ただし禁書というからには理由があって、それらの術を使うには、術を必要とする主の"身体の一部"の犠牲が伴うとのこと。
私を派遣した時にも智彗様の背丈(年齢)が削られた。派遣だから担保として扱われるが、他の術はそうはいかないらしく、そのまま片足や両目を失うこともあるのだとか。おー怖い怖い。
「うちにある禁書は、軍神と謳われてきたご先祖様たちが戦の度に集めてきたものなんです。だから捨てるに捨てられなくて。」
「···まさに、負の遺産。でも他国に利用されないためにも、この宮廷で厳重に保管しておく必要がある。」
「そうですね、禁書がもし勝手に持ち出されたら危険ですし、禁書は特別に鍵付きの書庫を造るか、他の隠し部屋を作って保管する必要がありますね。」
とりあえず禁書の保管場所は保留となったまま、読書スペースの開設が進められた。
書棚は縦置きのものだけでなく、"今週の注目書物"など、目玉になるような本を利用者にアピールできるよう、横置きの棚もいくつか兵士さんたちに作ってもらった。
「書物を横に並べるという発想はありませんでした!」と智彗様も感心してくれた。
ブックエンドも、和装本ばかりが並ぶ書棚、5冊置きくらいに使えば、綺麗に縦に配架することができた。

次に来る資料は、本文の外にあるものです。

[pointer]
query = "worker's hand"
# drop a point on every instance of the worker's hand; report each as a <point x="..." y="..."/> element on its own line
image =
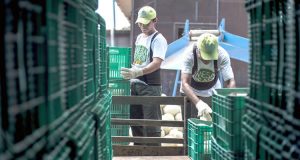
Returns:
<point x="130" y="73"/>
<point x="203" y="108"/>
<point x="206" y="117"/>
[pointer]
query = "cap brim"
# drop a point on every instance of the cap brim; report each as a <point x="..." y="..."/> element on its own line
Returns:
<point x="209" y="56"/>
<point x="143" y="21"/>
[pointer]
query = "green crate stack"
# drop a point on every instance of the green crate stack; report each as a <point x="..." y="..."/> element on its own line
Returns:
<point x="272" y="101"/>
<point x="228" y="106"/>
<point x="72" y="51"/>
<point x="97" y="59"/>
<point x="93" y="4"/>
<point x="103" y="71"/>
<point x="220" y="153"/>
<point x="118" y="57"/>
<point x="292" y="118"/>
<point x="101" y="114"/>
<point x="252" y="124"/>
<point x="54" y="43"/>
<point x="89" y="41"/>
<point x="61" y="151"/>
<point x="57" y="129"/>
<point x="254" y="9"/>
<point x="23" y="77"/>
<point x="81" y="136"/>
<point x="199" y="139"/>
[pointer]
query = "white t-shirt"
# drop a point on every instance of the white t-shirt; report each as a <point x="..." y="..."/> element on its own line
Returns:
<point x="142" y="50"/>
<point x="206" y="72"/>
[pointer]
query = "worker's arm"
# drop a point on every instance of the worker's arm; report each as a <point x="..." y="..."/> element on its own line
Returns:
<point x="185" y="80"/>
<point x="201" y="106"/>
<point x="130" y="73"/>
<point x="153" y="66"/>
<point x="229" y="83"/>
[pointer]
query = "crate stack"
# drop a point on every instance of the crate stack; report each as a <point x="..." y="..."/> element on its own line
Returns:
<point x="53" y="67"/>
<point x="228" y="106"/>
<point x="119" y="57"/>
<point x="199" y="139"/>
<point x="271" y="123"/>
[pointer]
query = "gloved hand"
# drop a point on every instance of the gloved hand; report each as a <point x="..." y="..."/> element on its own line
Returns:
<point x="203" y="108"/>
<point x="130" y="73"/>
<point x="206" y="117"/>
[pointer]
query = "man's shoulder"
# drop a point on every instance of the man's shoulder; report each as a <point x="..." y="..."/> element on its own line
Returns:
<point x="223" y="54"/>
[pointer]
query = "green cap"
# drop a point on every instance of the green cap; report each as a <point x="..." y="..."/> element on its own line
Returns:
<point x="145" y="15"/>
<point x="208" y="46"/>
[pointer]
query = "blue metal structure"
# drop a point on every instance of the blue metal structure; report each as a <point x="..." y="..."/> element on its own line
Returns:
<point x="236" y="46"/>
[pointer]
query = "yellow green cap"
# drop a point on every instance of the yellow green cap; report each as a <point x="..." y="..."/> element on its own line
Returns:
<point x="145" y="15"/>
<point x="208" y="46"/>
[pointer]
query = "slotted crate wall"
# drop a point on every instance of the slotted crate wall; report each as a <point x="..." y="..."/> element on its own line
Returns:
<point x="228" y="106"/>
<point x="24" y="74"/>
<point x="199" y="139"/>
<point x="273" y="71"/>
<point x="49" y="80"/>
<point x="119" y="57"/>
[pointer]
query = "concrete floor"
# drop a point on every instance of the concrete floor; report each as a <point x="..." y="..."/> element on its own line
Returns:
<point x="152" y="158"/>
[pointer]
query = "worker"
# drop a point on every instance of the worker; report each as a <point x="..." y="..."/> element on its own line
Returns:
<point x="200" y="75"/>
<point x="150" y="50"/>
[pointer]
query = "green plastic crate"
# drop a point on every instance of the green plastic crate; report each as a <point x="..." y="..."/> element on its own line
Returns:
<point x="228" y="107"/>
<point x="219" y="153"/>
<point x="118" y="57"/>
<point x="199" y="139"/>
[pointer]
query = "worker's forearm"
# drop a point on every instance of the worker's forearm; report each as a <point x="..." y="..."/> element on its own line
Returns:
<point x="189" y="93"/>
<point x="230" y="83"/>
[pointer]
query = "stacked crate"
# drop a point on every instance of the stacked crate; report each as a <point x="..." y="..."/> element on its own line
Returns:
<point x="228" y="108"/>
<point x="199" y="139"/>
<point x="53" y="54"/>
<point x="23" y="77"/>
<point x="270" y="124"/>
<point x="119" y="57"/>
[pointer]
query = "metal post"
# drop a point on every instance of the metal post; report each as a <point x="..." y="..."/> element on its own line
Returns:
<point x="112" y="30"/>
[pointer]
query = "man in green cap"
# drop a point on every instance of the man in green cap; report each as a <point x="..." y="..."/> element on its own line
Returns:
<point x="150" y="50"/>
<point x="200" y="74"/>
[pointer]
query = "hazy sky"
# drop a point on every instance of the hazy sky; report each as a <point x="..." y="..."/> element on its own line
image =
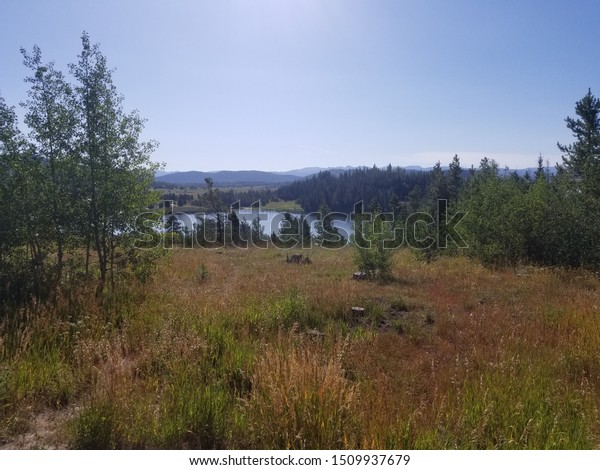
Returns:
<point x="276" y="85"/>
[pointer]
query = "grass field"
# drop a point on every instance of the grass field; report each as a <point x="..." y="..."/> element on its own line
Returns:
<point x="239" y="349"/>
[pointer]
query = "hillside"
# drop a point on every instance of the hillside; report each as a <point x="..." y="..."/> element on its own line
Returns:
<point x="228" y="178"/>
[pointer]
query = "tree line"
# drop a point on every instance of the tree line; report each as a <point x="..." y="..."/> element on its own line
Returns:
<point x="548" y="218"/>
<point x="73" y="183"/>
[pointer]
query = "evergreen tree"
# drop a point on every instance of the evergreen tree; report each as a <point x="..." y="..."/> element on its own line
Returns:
<point x="582" y="157"/>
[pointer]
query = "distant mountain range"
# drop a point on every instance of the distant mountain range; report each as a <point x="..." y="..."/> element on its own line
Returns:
<point x="270" y="178"/>
<point x="242" y="178"/>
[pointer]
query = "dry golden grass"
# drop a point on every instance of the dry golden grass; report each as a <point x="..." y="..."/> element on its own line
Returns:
<point x="237" y="348"/>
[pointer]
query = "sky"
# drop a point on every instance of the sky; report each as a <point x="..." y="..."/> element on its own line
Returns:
<point x="277" y="85"/>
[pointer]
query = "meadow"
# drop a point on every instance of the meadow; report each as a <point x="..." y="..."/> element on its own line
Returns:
<point x="238" y="349"/>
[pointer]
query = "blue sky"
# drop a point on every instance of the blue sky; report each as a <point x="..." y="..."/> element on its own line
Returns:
<point x="277" y="85"/>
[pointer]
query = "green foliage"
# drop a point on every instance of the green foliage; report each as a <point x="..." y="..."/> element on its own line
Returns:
<point x="582" y="157"/>
<point x="95" y="428"/>
<point x="202" y="273"/>
<point x="80" y="178"/>
<point x="374" y="245"/>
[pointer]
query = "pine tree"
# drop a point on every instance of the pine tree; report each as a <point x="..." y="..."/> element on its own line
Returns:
<point x="582" y="157"/>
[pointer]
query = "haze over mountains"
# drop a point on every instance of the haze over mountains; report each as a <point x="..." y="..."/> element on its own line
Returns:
<point x="243" y="177"/>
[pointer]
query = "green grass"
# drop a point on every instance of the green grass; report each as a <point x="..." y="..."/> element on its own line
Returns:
<point x="263" y="354"/>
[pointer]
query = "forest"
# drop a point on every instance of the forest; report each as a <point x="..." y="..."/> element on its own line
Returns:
<point x="481" y="332"/>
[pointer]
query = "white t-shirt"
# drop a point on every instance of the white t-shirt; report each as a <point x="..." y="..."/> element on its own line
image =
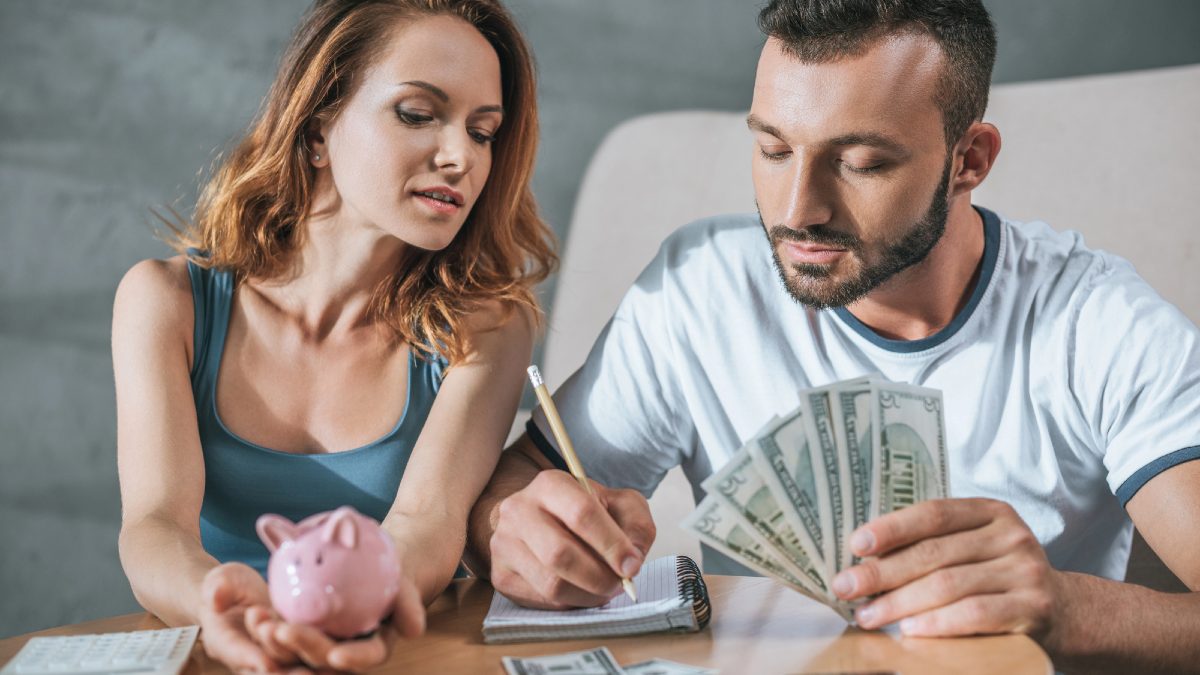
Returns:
<point x="1068" y="382"/>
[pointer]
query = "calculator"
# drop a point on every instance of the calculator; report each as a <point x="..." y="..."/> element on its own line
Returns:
<point x="153" y="652"/>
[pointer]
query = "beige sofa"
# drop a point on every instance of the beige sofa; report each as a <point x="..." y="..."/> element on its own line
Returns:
<point x="1116" y="157"/>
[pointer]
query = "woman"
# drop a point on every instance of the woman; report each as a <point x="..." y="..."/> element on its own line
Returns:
<point x="365" y="255"/>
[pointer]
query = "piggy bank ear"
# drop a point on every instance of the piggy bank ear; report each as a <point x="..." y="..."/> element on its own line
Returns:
<point x="341" y="527"/>
<point x="274" y="530"/>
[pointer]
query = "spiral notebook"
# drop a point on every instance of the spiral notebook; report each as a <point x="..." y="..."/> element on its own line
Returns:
<point x="671" y="597"/>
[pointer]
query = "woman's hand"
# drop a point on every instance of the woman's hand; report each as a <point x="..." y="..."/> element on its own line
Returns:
<point x="294" y="643"/>
<point x="231" y="595"/>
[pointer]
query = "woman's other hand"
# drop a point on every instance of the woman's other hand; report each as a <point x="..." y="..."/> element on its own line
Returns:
<point x="292" y="643"/>
<point x="232" y="595"/>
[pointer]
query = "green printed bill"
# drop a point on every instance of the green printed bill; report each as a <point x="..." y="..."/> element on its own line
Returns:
<point x="787" y="501"/>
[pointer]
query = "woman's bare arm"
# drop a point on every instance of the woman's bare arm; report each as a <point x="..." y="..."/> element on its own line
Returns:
<point x="160" y="461"/>
<point x="459" y="448"/>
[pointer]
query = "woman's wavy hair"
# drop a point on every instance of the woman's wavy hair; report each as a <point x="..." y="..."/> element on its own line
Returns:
<point x="250" y="217"/>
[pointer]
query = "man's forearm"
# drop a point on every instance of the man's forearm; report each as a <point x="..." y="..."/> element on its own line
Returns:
<point x="1107" y="626"/>
<point x="515" y="470"/>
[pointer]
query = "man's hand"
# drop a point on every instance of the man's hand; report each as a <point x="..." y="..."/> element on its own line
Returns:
<point x="556" y="547"/>
<point x="952" y="567"/>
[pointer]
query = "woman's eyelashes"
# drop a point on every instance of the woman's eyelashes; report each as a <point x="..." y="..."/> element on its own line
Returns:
<point x="483" y="136"/>
<point x="413" y="118"/>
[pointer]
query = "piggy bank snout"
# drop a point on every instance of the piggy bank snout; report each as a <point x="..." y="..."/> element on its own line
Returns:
<point x="336" y="571"/>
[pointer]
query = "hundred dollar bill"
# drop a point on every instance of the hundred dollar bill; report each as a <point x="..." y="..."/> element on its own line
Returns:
<point x="851" y="406"/>
<point x="796" y="475"/>
<point x="588" y="662"/>
<point x="717" y="527"/>
<point x="835" y="469"/>
<point x="743" y="490"/>
<point x="910" y="460"/>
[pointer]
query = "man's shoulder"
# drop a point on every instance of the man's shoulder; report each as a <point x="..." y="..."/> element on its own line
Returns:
<point x="726" y="239"/>
<point x="1048" y="256"/>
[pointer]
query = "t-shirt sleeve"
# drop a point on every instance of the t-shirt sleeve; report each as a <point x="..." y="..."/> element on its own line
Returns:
<point x="622" y="408"/>
<point x="1137" y="370"/>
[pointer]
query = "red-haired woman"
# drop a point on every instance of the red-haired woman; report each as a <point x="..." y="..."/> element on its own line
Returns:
<point x="348" y="321"/>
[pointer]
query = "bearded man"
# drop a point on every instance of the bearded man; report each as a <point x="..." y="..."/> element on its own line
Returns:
<point x="1072" y="389"/>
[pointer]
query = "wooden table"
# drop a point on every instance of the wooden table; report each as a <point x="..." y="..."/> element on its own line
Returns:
<point x="759" y="627"/>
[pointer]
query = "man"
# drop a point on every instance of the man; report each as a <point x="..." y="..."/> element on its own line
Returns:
<point x="1072" y="390"/>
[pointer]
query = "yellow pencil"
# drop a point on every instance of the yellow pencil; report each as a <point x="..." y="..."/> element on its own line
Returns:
<point x="564" y="443"/>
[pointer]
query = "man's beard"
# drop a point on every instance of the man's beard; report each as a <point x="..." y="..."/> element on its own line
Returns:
<point x="805" y="284"/>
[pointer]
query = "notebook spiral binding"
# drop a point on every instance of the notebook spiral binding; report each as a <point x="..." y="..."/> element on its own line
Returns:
<point x="691" y="586"/>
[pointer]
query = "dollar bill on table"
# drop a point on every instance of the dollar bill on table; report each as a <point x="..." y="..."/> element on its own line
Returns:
<point x="787" y="501"/>
<point x="664" y="667"/>
<point x="587" y="662"/>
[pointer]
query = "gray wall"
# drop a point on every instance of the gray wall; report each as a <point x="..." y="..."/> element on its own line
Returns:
<point x="108" y="108"/>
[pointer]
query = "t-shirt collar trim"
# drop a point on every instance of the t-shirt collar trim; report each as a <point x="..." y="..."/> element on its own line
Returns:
<point x="990" y="252"/>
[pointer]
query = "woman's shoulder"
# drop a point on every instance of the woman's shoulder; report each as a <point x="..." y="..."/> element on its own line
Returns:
<point x="156" y="294"/>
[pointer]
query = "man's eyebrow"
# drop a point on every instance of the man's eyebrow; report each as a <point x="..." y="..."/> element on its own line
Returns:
<point x="445" y="97"/>
<point x="756" y="124"/>
<point x="871" y="139"/>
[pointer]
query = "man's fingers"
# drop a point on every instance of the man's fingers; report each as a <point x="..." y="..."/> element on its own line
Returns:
<point x="585" y="515"/>
<point x="988" y="614"/>
<point x="523" y="579"/>
<point x="631" y="512"/>
<point x="937" y="589"/>
<point x="881" y="574"/>
<point x="921" y="521"/>
<point x="563" y="555"/>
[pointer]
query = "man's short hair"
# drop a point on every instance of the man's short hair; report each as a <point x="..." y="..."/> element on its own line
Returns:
<point x="825" y="30"/>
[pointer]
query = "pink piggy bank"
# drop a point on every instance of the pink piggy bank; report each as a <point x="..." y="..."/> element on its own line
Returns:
<point x="335" y="571"/>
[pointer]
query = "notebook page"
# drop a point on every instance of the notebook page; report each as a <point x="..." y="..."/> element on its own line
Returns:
<point x="658" y="593"/>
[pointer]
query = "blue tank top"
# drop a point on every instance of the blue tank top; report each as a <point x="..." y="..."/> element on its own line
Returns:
<point x="244" y="481"/>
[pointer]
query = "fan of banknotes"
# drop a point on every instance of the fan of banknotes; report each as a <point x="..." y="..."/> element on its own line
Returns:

ただやっぱり和装本に背表紙がないのは、本を探すのに手間取りそうだ。
瑞凪様には、「それなら和紙に題名を書き、それを背表紙に貼ればいいのでは?」と言われ、それを聞いていた侍女たちがその役を買って出てくれた。
とはいえ、長い日数、いや年月がかかるのは間違いない。
"知の聖地"が徐々に機能し始め、農村部や山間部から王都に移り住む人々が増えてきた頃、新たな来訪者がやってくることとなる。